Лилия вернулась домой спустя минут пять, запыхавшись, вошла через стеклянную дверь. За прилавком она увидела отца, улыбнулась ему. Не сразу заметила посетителей. Собиралась рассказать об случившимся, как услышала елейный голосок:
-Фрау Берман! Как я рад видеть столь прекрасную девушку…
Лилия чуть не выронила пакет с мясом. Оглянулась: крупный мужчина в чёрной кожаной куртке ухмылялся ей. Одутловатое лицо, крупный нос, лёгкая щетина на подбородке, и глазки маленькие, словно у насекомого. Волосы коротко постриженные, слегка поседевшие на концах.
-Герр Фишер, - проговорила она. – Вы снова почтили своим визитом? Что на этот раз?
-Всего лишь проверял лицензию на продажу антиквариата, -ответил тот. – Служба есть служба, ничего личного.
Лилия нахмурилась. Лицемер проклятый. До того, как он поступил на службу в гестапо, оправдывал свою фамилию – торговал рыбой на рынке. Постоянно захаживал в лавку, что-то покупал, уважительно относился к отцу. А теперь показал истинную личину, презрение к семье Берманов.
-У нас всё хорошо, - сказала девушка, проходя за стойку. – Правда, отец?
-Я только что показал бумаги, - ответил Абрахам Берман. – Жаль, бизнес в последнее время чахнет, покупатели заходят реже…

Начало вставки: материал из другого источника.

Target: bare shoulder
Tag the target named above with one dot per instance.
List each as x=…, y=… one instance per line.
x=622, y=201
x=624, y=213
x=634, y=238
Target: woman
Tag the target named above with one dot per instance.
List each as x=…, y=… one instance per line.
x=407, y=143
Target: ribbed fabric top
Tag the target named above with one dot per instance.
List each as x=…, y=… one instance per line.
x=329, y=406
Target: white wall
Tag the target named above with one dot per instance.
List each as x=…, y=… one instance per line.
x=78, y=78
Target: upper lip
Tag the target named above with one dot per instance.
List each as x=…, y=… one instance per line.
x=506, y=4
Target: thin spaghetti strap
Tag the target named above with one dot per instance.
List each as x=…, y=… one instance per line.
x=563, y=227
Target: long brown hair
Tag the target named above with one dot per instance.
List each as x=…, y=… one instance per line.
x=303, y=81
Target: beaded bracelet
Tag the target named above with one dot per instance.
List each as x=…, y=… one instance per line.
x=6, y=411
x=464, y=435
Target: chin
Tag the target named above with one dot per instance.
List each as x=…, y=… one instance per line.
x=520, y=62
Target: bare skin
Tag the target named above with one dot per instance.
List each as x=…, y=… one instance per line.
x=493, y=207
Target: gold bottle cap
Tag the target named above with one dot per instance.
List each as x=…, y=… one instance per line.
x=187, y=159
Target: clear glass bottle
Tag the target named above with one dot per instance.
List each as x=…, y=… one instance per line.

-Серьёзно? – усмехнулся Фишер и снял со стенки старинные часы с кукушкой. – Какая прелесть!
-Хотите купить? – насторожился отец. – Это часы времён Отто Бисмарка…
Послышался громкий треск. Лилия вскрикнула.
Фишер разбил часы об пол. Ударил ногой по уцелевшим частям, словно добивал живую птицу.
-Что вы делаете? – воскликнул Абрахам Берман. – Кто за это заплатит?
-У евреев куча денег, награбленных у моего народа! – зашипел Фишер. – Твоё счастье, жидёныш, что во время Олимпиады нам запретили устраивать погромы. А лицензией можешь подтереться. Она уже ничего не значит. Вскоре мы придём за тобой.
Фишер подмигнул Лилии и вышел из лавки.
-Папа! – Девушка подхватила отца, что чуть не повалился на пол. – Что такое? Сердце?
-Нужно покинуть Гамбург, - ответил тот, дыша часто, хватаясь за руку дочери. – Это конец, дочка.
Лилия поцеловала отца в лоб. Он словно постарел лет на десять и теперь напоминал худого немощного старика, со впалыми щеками и бледной кожей.
-Куда же мы поедем? – спросила она.
-Бог укажет дорогу, - вздохнул отец. – Милая, собери осколки.
Лилия молча кивнула. Раввин оказался прав: теперь их спасёт лишь Вера.